Thanks for the guide, Kurkku!

Something that has been bothering me for a good while:

1) What should I do to make the ride bell sound more prominent, louder, harder? I've tried moving the midi notes around, looking for a better sample, but there really aren't any in either NY Avatar nor Drumkit From Hell that I've found.

2) Any good hi-hat mixing tips? Something to make them less hissy and abrasive, and to have longer sustain on opened hits, like they naturally have. I happen to love the hat sound on the Liquid Tension Experiment albums, for example  (Also, the ride is pretty good for my taste on those too)


----------



## Leper

*bump*

Any tips regarding ShreddingDragon's questions?


----------



## Kurkkuviipale

ShreddingDragon said:


> Thanks for the guide, Kurkku!
> 
> Something that has been bothering me for a good while:
> 
> 1) What should I do to make the ride bell sound more prominent, louder, harder? I've tried moving the midi notes around, looking for a better sample, but there really aren't any in either NY Avatar nor Drumkit From Hell that I've found.
> 
> 2) Any good hi-hat mixing tips? Something to make them less hissy and abrasive, and to have longer sustain on opened hits, like they naturally have. I happen to love the hat sound on the Liquid Tension Experiment albums, for example  (Also, the ride is pretty good for my taste on those too)

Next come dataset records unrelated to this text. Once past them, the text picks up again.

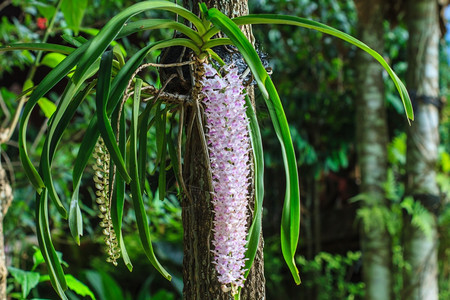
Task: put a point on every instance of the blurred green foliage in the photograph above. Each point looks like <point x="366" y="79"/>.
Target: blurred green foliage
<point x="315" y="75"/>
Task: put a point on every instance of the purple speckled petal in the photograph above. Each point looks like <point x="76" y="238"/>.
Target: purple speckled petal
<point x="228" y="143"/>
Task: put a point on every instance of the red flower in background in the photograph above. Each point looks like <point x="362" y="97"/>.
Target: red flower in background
<point x="42" y="23"/>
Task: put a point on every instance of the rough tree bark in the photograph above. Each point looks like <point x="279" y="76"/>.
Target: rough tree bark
<point x="422" y="147"/>
<point x="199" y="275"/>
<point x="371" y="133"/>
<point x="6" y="197"/>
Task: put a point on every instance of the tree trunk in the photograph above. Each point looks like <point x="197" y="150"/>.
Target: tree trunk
<point x="420" y="249"/>
<point x="199" y="274"/>
<point x="6" y="197"/>
<point x="371" y="133"/>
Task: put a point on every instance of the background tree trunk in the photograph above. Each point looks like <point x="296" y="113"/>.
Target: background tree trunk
<point x="371" y="134"/>
<point x="422" y="147"/>
<point x="6" y="197"/>
<point x="199" y="274"/>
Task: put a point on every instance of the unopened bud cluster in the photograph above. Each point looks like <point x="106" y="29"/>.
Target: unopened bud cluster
<point x="101" y="179"/>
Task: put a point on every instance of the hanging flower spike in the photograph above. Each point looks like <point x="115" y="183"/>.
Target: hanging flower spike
<point x="101" y="179"/>
<point x="229" y="146"/>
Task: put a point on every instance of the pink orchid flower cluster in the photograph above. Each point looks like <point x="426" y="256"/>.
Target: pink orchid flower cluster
<point x="229" y="146"/>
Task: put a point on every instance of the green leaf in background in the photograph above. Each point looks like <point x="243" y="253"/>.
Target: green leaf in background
<point x="73" y="11"/>
<point x="38" y="47"/>
<point x="27" y="280"/>
<point x="51" y="60"/>
<point x="138" y="202"/>
<point x="254" y="232"/>
<point x="104" y="285"/>
<point x="46" y="10"/>
<point x="51" y="258"/>
<point x="79" y="287"/>
<point x="302" y="22"/>
<point x="47" y="107"/>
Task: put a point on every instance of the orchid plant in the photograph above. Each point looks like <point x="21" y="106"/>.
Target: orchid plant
<point x="94" y="66"/>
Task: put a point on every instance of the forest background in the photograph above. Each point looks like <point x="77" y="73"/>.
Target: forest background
<point x="316" y="76"/>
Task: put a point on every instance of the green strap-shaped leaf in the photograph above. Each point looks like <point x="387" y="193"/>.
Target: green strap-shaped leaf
<point x="46" y="84"/>
<point x="118" y="196"/>
<point x="141" y="216"/>
<point x="119" y="85"/>
<point x="45" y="244"/>
<point x="290" y="224"/>
<point x="254" y="232"/>
<point x="161" y="118"/>
<point x="142" y="128"/>
<point x="174" y="159"/>
<point x="46" y="156"/>
<point x="150" y="24"/>
<point x="301" y="22"/>
<point x="103" y="85"/>
<point x="114" y="26"/>
<point x="59" y="121"/>
<point x="38" y="47"/>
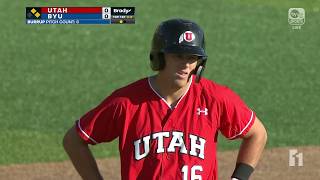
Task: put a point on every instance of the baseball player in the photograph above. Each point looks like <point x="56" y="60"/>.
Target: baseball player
<point x="168" y="124"/>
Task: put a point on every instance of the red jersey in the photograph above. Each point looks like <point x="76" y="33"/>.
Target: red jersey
<point x="160" y="142"/>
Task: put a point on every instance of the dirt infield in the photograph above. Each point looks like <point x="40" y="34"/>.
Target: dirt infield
<point x="273" y="165"/>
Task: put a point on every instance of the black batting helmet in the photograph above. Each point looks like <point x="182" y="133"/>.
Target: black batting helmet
<point x="178" y="36"/>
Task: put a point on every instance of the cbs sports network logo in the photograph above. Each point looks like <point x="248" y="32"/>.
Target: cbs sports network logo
<point x="296" y="17"/>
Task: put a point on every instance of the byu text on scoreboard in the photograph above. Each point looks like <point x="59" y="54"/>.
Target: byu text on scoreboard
<point x="80" y="15"/>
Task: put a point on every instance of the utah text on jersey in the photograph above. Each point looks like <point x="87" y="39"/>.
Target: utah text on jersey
<point x="196" y="144"/>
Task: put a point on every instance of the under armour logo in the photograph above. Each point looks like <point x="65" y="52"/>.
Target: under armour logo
<point x="205" y="111"/>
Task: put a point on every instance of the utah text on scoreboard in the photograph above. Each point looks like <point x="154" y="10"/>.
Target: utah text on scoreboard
<point x="80" y="15"/>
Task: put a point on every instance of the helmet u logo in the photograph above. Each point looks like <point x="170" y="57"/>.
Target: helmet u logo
<point x="188" y="36"/>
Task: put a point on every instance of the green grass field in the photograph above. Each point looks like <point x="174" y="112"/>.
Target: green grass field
<point x="52" y="74"/>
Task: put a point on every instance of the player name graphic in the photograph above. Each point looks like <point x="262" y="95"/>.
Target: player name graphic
<point x="196" y="144"/>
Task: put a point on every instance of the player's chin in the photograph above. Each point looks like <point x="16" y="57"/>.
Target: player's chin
<point x="181" y="81"/>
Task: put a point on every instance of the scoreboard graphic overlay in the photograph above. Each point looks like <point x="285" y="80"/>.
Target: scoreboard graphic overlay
<point x="80" y="15"/>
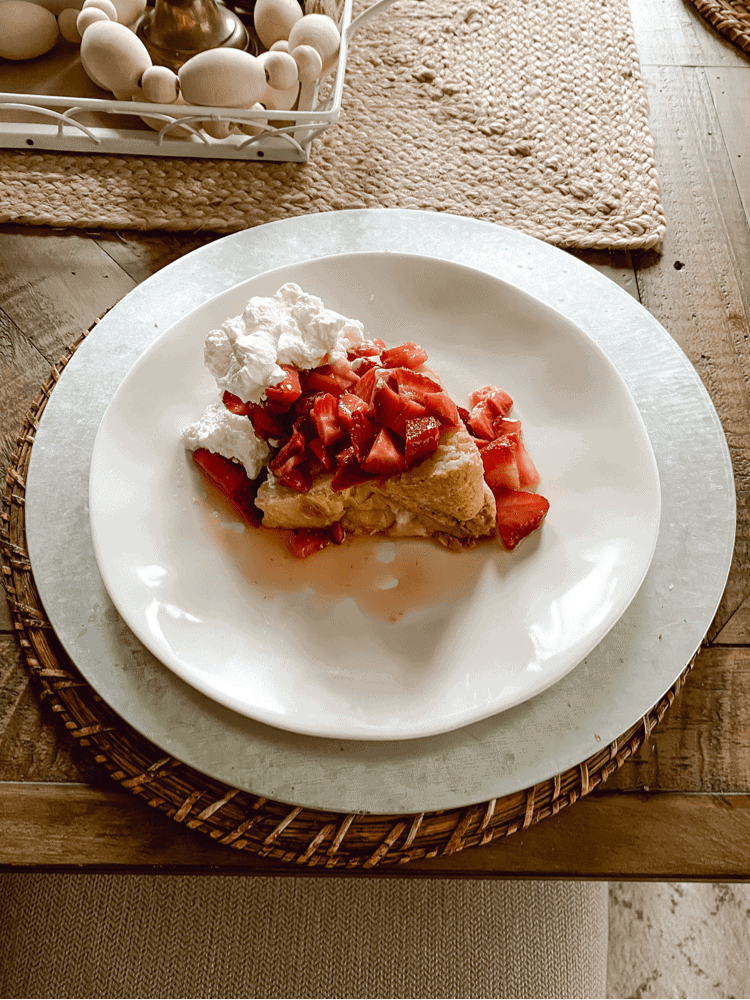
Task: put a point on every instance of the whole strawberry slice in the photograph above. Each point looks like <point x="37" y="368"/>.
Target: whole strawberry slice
<point x="518" y="514"/>
<point x="280" y="397"/>
<point x="231" y="480"/>
<point x="422" y="439"/>
<point x="385" y="457"/>
<point x="408" y="355"/>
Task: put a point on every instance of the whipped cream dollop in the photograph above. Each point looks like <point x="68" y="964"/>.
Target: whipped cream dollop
<point x="227" y="434"/>
<point x="291" y="327"/>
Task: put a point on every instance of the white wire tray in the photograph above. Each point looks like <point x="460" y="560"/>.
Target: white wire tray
<point x="71" y="118"/>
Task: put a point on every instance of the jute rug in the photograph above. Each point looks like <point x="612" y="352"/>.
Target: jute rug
<point x="528" y="114"/>
<point x="731" y="18"/>
<point x="175" y="936"/>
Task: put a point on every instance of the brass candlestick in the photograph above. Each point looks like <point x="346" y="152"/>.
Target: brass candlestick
<point x="175" y="30"/>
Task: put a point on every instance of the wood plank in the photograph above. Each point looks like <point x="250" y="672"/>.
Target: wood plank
<point x="142" y="254"/>
<point x="56" y="283"/>
<point x="703" y="742"/>
<point x="699" y="288"/>
<point x="729" y="88"/>
<point x="736" y="632"/>
<point x="674" y="34"/>
<point x="613" y="836"/>
<point x="34" y="746"/>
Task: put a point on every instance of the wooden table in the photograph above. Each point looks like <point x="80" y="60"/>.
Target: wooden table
<point x="680" y="808"/>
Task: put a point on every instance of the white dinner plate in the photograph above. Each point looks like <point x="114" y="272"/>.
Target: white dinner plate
<point x="378" y="640"/>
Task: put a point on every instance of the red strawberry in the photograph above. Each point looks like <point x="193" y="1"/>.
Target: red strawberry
<point x="304" y="541"/>
<point x="349" y="471"/>
<point x="499" y="400"/>
<point x="518" y="514"/>
<point x="407" y="355"/>
<point x="422" y="439"/>
<point x="231" y="480"/>
<point x="440" y="405"/>
<point x="320" y="452"/>
<point x="385" y="457"/>
<point x="499" y="460"/>
<point x="325" y="416"/>
<point x="322" y="379"/>
<point x="281" y="396"/>
<point x="367" y="349"/>
<point x="362" y="433"/>
<point x="369" y="382"/>
<point x="348" y="404"/>
<point x="416" y="385"/>
<point x="393" y="409"/>
<point x="481" y="420"/>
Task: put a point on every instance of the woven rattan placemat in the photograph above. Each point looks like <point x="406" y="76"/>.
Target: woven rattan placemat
<point x="531" y="115"/>
<point x="234" y="817"/>
<point x="731" y="18"/>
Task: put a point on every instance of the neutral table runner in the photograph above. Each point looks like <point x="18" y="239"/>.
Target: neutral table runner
<point x="525" y="113"/>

Oh yea I typed the answer for this someday, but for some reason it didn't get to the board...

1) Try Sabian HHX Dry Ride for loud and dry bell. I myself also pitched the bell just a little (0:00.5) to pop it up a little. Rest is just compression and remember that you can use the 12dB headroom in its entirety, the sound won't change from that. (I'm ofcourse speaking of the ride cymbal individual level meter) A little boost on the very high end of the overheads may have a huge impact on the sound.

2) Remember to use the "Open 4" or "Open 5" samples from the library.

I personally like the 13 inch hat the most as it has this tamed high-end you speak of. If you want LTE sound, you should use it, or the 14 inch one.

Don't be afraid of slamming hi-hats with compression. Use your ears. I'm no compression expert, but I've personally gotten best results with high amount of compressing. However, in DT or LTE the drums are not that compressed afterall, so you might want to be careful with that.


----------



## Hzanco

I've been tinkering with SD2 for a bit, and haven't yet found out how to create midi maps with a MIDI keyboard, or a virtual MIDI keyboard like the one that comes with Reaper.

Is it possible to create a midi map in SD2 or Reaper? Or do I have to use an external program (and what would that program be)? Either way, I'd really like to be able to record drum tracks by playing the keys on my computer keyboard.

Anyone who can help...


----------



## in-pursuit

you can make a midi map in reaper by selecting the track clicking the insert tab at the top of the screen and selecting "new midi item". 

I have a question regarding the post on the previous page about triggering multiple kit articulations with a single midi note. I tried to change the trigger key of my snare center to the same as the rimshot but when I do it automatically changes it to a different key without asking me anything. Is there a way around this?


----------



## Kurkkuviipale

Hzanco said:


> I've been tinkering with SD2 for a bit, and haven't yet found out how to create midi maps with a MIDI keyboard, or a virtual MIDI keyboard like the one that comes with Reaper.
> 
> Is it possible to create a midi map in SD2 or Reaper? Or do I have to use an external program (and what would that program be)? Either way, I'd really like to be able to record drum tracks by playing the keys on my computer keyboard.
> 
> Anyone who can help...



It's not about reaper, but about SD2. You can change your midi keys in SD2.0 so that you can play with a midi keyboard.



in-pursuit said:


> you can make a midi map in reaper by selecting the track clicking the insert tab at the top of the screen and selecting "new midi item".
> 
> I have a question regarding the post on the previous page about triggering multiple kit articulations with a single midi note. I tried to change the trigger key of my snare center to the same as the rimshot but when I do it automatically changes it to a different key without asking me anything. Is there a way around this?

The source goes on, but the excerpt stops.